I suppose I enjoy both though. My homepage is currently set to NPR and every Tuesday and Thursday I pick-up a copy of The New York Times for Intro to Popular Culture, discuss some articles and end up sitting in my room reading through it again at the end of the day.  I don’t see one as being better than the other.  I think I’m also very lucky to have Professors here at Western who actually know their way around and can teach about blogging or online journalism of any sort.  I had no idea backpack journalists or OhmyNews existed until I started taking classes here.

So, I agree with Ms. Taylor when it comes to the idea that Professors do need to be kept up to date with online journalism and digital media, but disagree when it comes to completely scrapping printed publications. Now, I’m off to listen to my Cheer Up, Charlie Daniels multi-colored vinyl.

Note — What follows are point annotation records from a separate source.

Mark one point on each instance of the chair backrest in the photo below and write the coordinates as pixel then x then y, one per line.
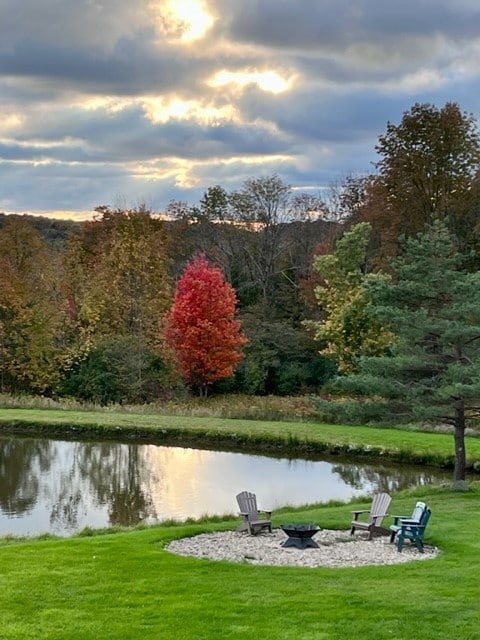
pixel 425 517
pixel 379 508
pixel 247 503
pixel 418 511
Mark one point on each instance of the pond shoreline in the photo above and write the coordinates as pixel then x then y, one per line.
pixel 260 443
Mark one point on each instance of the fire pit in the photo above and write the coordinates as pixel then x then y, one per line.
pixel 299 535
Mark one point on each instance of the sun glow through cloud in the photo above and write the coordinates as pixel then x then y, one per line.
pixel 270 81
pixel 188 17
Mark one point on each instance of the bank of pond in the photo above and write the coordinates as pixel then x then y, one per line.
pixel 62 486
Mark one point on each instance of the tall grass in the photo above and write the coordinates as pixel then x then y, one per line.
pixel 225 406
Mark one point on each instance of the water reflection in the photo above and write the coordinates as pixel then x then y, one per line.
pixel 61 487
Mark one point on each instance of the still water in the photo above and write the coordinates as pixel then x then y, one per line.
pixel 61 487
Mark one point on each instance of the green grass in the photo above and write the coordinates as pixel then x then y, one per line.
pixel 126 586
pixel 299 438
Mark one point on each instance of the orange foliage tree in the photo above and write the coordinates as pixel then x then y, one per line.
pixel 201 327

I have absolutely no idea what to expect from this electronic journalism
class. Online journalism has definitely become one of the major ways
people get their news and such. From what I can tell newspapers have
been on the decline, or at least this is what I’ve been told, observed,
learned, etc.. Then again, I’m the biggest technophobe on the planet and
probably shouldn’t be allowed near a computer for fear of the screen
suddenly cracking or just being shutdown for no reason. I do get most of
my news from the internet or sent to my mobile phone, but I still like
to read a newspaper, so maybe the two can keep going on together.

I’d like to be able to make my way around the internet or have my own
website and actually know what the heck I’m doing. I slightly know how
to use html but not to the point where I can make something with it or
know what I’m talking about when it comes to using it. I don’t even know
if I’m speaking correctly about it right now.

Online journalism is definitely useful to me since it’s easy to get to
and I can easily get the latest updates about some breaking news going
on. So, in some ways, yeah, it’s a good thing.